The New Economy Index (NEI) is on the brink of sending its first confirmed "sell" signal in four years.
The index is a blend of the leading U.S. retail and business service stocks. NEI is based on the concept that these component stocks are accurate reflections of changes within the real-time U.S. economy (as opposed to the lagging economic statistics favored by the Labor Bureau).
Except for a brief period in the spring of 2010, NEI has confirmed a firming economic picture for U.S. retailers since 2009. As you can see in the following graph, though, the index has made a series of lower highs and lows - the first in well over two years. Moreover, the important 12-week moving average (red line) has crossed below the 20-week MA (black line) and both moving averages are in the process of decisively turning down.
The weakness reflected in the NEI suggests that U.S. retailers are experiencing what could be the early throes of spillover weakness from the uncertainty and economic weakness in China and the emerging markets. Economists this year have persistently played down the slowing economy in China, but there's no ignoring the fact that China's stock market is now in its fifth year of a bear market. That's a negative sign for China's economic outlook and there's no glossing over it. Equity markets always reflect future business conditions in the interim to longer-term outlook. What the Shanghai Composite Index suggests is that China is in for some increasing economic head winds.

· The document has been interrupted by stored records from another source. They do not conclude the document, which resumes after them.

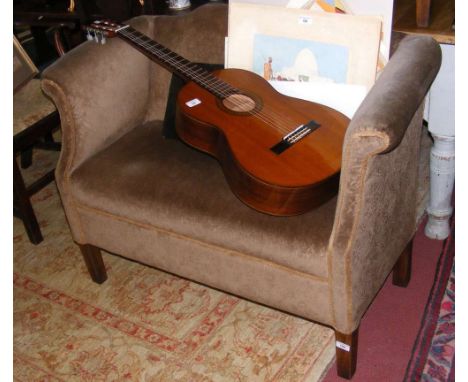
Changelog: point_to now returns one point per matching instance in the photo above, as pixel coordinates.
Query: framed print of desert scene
(285, 44)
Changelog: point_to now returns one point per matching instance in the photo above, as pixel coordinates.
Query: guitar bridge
(294, 136)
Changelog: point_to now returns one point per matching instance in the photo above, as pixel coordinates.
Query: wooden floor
(442, 19)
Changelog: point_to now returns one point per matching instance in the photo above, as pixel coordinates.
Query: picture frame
(24, 68)
(352, 40)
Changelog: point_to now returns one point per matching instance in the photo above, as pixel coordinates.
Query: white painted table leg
(442, 166)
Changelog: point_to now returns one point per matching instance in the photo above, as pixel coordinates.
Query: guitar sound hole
(239, 103)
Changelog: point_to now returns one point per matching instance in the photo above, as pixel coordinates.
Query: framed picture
(300, 45)
(23, 67)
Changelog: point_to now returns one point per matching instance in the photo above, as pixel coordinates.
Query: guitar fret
(179, 64)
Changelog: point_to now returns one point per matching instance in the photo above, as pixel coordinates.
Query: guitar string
(204, 77)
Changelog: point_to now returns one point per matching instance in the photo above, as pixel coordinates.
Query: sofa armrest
(376, 210)
(101, 91)
(391, 103)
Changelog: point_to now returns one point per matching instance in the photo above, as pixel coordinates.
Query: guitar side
(290, 183)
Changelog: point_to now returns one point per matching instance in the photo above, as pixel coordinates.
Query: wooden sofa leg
(346, 353)
(402, 270)
(93, 259)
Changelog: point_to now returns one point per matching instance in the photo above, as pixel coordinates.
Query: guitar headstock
(100, 30)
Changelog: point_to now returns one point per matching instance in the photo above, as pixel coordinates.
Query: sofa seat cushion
(145, 178)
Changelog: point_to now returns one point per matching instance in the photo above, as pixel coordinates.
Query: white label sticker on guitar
(305, 20)
(343, 346)
(193, 102)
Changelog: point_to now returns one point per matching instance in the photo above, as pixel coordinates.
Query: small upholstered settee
(129, 191)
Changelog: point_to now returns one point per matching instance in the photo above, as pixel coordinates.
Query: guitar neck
(175, 63)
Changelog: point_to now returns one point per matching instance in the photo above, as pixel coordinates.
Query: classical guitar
(280, 155)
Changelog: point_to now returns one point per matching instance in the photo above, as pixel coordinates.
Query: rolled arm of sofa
(376, 210)
(391, 103)
(101, 91)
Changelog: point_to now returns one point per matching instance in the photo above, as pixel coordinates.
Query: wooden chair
(34, 119)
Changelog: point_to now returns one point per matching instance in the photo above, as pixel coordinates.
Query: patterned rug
(433, 355)
(142, 324)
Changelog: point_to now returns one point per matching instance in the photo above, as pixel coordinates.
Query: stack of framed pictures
(306, 53)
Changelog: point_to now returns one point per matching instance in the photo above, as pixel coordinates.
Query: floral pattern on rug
(142, 324)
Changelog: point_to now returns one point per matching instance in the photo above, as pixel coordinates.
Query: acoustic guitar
(280, 155)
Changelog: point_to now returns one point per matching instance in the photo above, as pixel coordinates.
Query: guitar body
(241, 130)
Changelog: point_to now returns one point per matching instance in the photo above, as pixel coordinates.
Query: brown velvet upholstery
(127, 190)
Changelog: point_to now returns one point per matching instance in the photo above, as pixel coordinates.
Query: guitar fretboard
(176, 63)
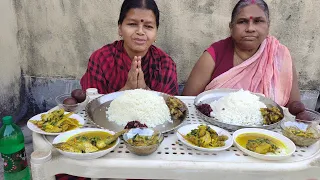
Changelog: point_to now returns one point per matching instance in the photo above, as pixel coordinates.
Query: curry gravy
(243, 139)
(92, 134)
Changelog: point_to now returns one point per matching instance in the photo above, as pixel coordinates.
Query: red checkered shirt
(108, 69)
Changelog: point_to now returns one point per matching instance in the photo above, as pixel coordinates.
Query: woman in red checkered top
(133, 62)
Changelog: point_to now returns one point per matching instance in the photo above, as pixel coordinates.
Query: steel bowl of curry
(87, 143)
(263, 144)
(142, 141)
(301, 132)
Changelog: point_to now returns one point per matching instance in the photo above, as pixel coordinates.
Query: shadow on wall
(38, 95)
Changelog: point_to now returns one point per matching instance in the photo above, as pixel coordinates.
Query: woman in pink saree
(250, 59)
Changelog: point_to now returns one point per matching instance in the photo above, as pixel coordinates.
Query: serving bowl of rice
(235, 109)
(154, 109)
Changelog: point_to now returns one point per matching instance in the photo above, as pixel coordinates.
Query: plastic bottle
(13, 152)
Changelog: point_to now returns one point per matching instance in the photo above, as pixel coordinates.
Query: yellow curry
(260, 143)
(88, 142)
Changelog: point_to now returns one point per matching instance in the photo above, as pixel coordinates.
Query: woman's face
(250, 28)
(139, 31)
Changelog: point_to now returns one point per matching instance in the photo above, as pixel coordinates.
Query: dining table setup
(220, 134)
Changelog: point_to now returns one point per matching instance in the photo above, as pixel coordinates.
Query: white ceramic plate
(184, 130)
(273, 157)
(34, 128)
(83, 156)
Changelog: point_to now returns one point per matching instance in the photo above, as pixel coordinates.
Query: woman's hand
(132, 81)
(141, 82)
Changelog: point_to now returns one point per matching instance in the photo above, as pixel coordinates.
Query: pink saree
(268, 71)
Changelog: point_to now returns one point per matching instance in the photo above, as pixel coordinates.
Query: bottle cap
(92, 91)
(7, 120)
(40, 157)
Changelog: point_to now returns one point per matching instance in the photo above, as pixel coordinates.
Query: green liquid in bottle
(13, 152)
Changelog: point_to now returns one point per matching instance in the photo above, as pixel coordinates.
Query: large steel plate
(96, 112)
(212, 95)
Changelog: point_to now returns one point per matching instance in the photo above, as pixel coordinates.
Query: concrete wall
(10, 67)
(53, 39)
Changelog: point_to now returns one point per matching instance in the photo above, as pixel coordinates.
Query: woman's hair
(138, 4)
(243, 3)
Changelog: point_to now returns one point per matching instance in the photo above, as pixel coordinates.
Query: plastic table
(174, 160)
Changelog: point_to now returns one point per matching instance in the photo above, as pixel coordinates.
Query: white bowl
(37, 117)
(184, 130)
(83, 156)
(290, 146)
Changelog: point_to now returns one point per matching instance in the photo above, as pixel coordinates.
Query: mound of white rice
(139, 105)
(238, 108)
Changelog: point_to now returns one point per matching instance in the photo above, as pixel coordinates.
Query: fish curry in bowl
(87, 143)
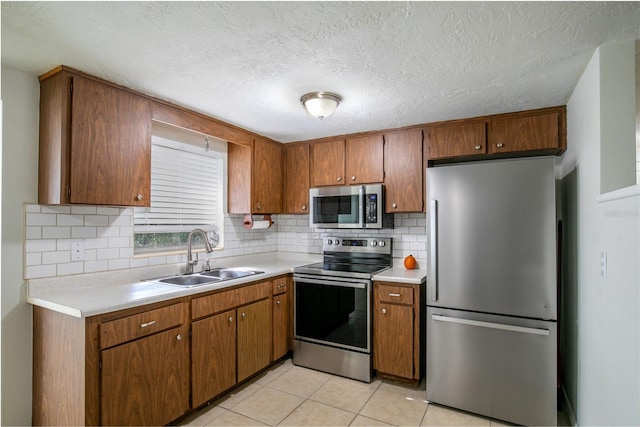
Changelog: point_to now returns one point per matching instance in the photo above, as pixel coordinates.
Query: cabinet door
(266, 184)
(403, 172)
(524, 133)
(254, 338)
(146, 382)
(296, 178)
(393, 339)
(327, 163)
(457, 140)
(364, 159)
(110, 146)
(280, 325)
(213, 354)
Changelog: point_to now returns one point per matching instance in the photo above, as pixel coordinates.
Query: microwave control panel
(371, 208)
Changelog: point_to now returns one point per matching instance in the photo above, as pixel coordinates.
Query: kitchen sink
(190, 280)
(229, 273)
(205, 277)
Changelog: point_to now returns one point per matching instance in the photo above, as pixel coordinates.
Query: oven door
(333, 311)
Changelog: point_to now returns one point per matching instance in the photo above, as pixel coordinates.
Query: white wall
(601, 376)
(20, 94)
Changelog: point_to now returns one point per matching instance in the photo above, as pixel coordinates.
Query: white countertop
(92, 294)
(399, 274)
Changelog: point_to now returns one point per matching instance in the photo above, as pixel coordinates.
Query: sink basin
(191, 280)
(229, 273)
(206, 277)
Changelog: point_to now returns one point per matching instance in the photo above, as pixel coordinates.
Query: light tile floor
(288, 395)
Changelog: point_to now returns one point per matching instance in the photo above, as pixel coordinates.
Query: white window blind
(186, 188)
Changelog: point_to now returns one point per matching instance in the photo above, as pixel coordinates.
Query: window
(187, 188)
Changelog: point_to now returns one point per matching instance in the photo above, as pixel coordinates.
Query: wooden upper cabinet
(266, 174)
(455, 140)
(403, 171)
(255, 177)
(327, 163)
(364, 159)
(513, 133)
(95, 143)
(296, 178)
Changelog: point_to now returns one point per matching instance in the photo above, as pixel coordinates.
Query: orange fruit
(410, 262)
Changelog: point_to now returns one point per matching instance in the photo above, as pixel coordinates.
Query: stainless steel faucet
(207, 245)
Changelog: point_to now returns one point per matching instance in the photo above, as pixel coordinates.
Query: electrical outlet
(77, 251)
(603, 264)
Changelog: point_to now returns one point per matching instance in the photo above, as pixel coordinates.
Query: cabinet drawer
(280, 286)
(139, 325)
(397, 294)
(225, 300)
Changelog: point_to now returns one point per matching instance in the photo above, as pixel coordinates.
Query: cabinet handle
(144, 325)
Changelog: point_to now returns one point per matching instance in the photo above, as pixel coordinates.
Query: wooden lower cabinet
(231, 338)
(146, 381)
(213, 355)
(397, 337)
(282, 318)
(254, 338)
(139, 366)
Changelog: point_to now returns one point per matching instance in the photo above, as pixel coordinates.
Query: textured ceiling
(394, 63)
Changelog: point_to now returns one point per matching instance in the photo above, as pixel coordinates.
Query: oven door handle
(356, 285)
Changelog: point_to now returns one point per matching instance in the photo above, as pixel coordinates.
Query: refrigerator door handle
(433, 267)
(362, 205)
(490, 325)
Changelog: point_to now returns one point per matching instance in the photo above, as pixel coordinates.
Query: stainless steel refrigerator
(491, 289)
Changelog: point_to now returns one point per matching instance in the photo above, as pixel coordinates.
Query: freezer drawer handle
(490, 325)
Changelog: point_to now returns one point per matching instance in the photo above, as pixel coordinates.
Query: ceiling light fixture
(320, 104)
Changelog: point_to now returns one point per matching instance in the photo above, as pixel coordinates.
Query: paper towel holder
(265, 222)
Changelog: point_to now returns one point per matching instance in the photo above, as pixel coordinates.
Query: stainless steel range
(332, 306)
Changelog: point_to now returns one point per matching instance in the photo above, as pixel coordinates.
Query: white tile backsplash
(107, 234)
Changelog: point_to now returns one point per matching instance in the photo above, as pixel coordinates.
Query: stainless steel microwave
(355, 206)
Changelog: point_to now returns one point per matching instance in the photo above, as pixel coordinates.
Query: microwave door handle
(363, 207)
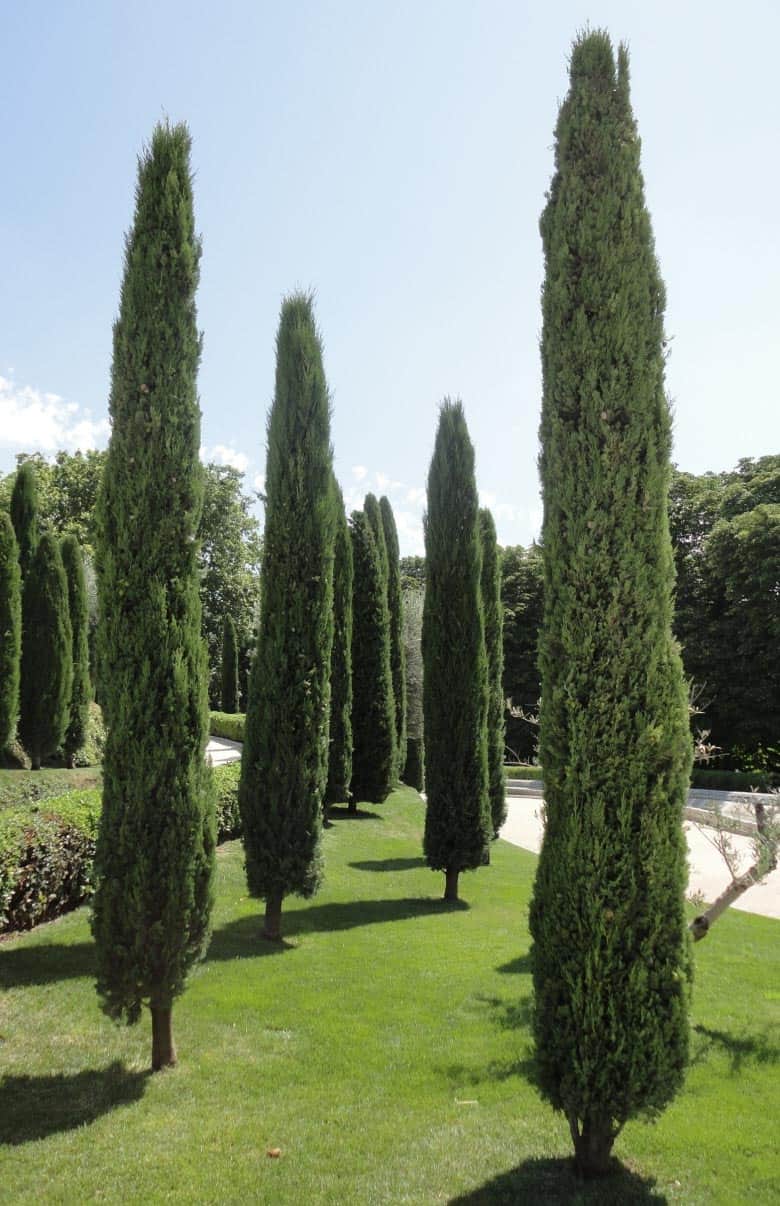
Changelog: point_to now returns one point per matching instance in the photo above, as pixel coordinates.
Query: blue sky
(394, 158)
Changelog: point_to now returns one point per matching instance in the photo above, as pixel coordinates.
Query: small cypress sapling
(47, 668)
(285, 761)
(81, 691)
(373, 715)
(340, 751)
(24, 513)
(229, 667)
(396, 607)
(10, 631)
(609, 955)
(455, 667)
(494, 651)
(156, 844)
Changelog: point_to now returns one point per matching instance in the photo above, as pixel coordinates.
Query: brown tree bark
(163, 1049)
(273, 930)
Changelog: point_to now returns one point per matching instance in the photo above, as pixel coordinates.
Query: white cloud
(223, 455)
(45, 422)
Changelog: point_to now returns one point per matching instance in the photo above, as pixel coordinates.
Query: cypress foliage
(47, 669)
(10, 631)
(156, 844)
(24, 514)
(493, 609)
(229, 667)
(78, 612)
(340, 751)
(609, 954)
(396, 608)
(455, 666)
(373, 715)
(285, 762)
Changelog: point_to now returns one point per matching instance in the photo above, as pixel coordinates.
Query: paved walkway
(708, 872)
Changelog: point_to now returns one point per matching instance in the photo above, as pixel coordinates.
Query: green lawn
(385, 1051)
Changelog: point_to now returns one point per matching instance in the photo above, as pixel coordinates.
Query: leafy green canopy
(455, 684)
(285, 757)
(340, 751)
(10, 630)
(47, 671)
(609, 941)
(81, 690)
(491, 587)
(156, 847)
(373, 714)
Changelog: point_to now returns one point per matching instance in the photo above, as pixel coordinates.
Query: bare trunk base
(273, 929)
(163, 1051)
(451, 883)
(592, 1146)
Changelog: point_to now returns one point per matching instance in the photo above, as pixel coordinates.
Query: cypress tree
(373, 715)
(78, 612)
(156, 844)
(340, 750)
(24, 514)
(10, 631)
(47, 669)
(396, 608)
(493, 609)
(229, 667)
(609, 954)
(285, 762)
(455, 666)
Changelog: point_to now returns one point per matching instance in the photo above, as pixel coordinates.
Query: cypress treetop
(156, 844)
(609, 952)
(78, 612)
(47, 669)
(10, 631)
(24, 514)
(373, 715)
(285, 762)
(455, 666)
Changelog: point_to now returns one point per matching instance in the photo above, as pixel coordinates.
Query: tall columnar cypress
(229, 667)
(156, 844)
(47, 669)
(285, 762)
(340, 750)
(609, 956)
(24, 514)
(10, 631)
(455, 667)
(396, 608)
(78, 612)
(493, 610)
(373, 715)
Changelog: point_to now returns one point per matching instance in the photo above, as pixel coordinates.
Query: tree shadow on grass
(45, 962)
(242, 937)
(33, 1107)
(740, 1051)
(546, 1182)
(388, 864)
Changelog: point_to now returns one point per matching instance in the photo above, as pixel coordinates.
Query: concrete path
(708, 873)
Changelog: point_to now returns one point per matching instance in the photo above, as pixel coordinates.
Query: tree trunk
(451, 883)
(273, 930)
(163, 1051)
(592, 1145)
(702, 924)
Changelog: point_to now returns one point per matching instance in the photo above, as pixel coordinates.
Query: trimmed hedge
(47, 850)
(227, 724)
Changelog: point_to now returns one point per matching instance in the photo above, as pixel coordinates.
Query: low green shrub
(47, 849)
(227, 724)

Meanwhile in China, it was announced that the country's exports fell -6.6% in March versus the year-ago period. This frustrated Wall Street's expectations of positive growth for China. Imports also declined -11.3% in March, which follows the -18% drop in exports February. As Shiraz Mian, research director at Zacks puts it: "This is bad news, but interpreting Chinese economic data is never straight forward. The widespread perception among economists who closely follow the Chinese economy is that the export data from the year-earlier period was artificially boosted by over-invoicing, an illegal practice that Chinese exporters use to dodge tough capital controls and bring capital into the country."
China's industrial production in the first two months of 2014 increased at its slowest pace in two years and retails sales have also been declining. Chinese authorities recently announced a stimulus package in response to this slowdown. Experts believe this may not be enough to nudge growth higher since bank lending remains restricted.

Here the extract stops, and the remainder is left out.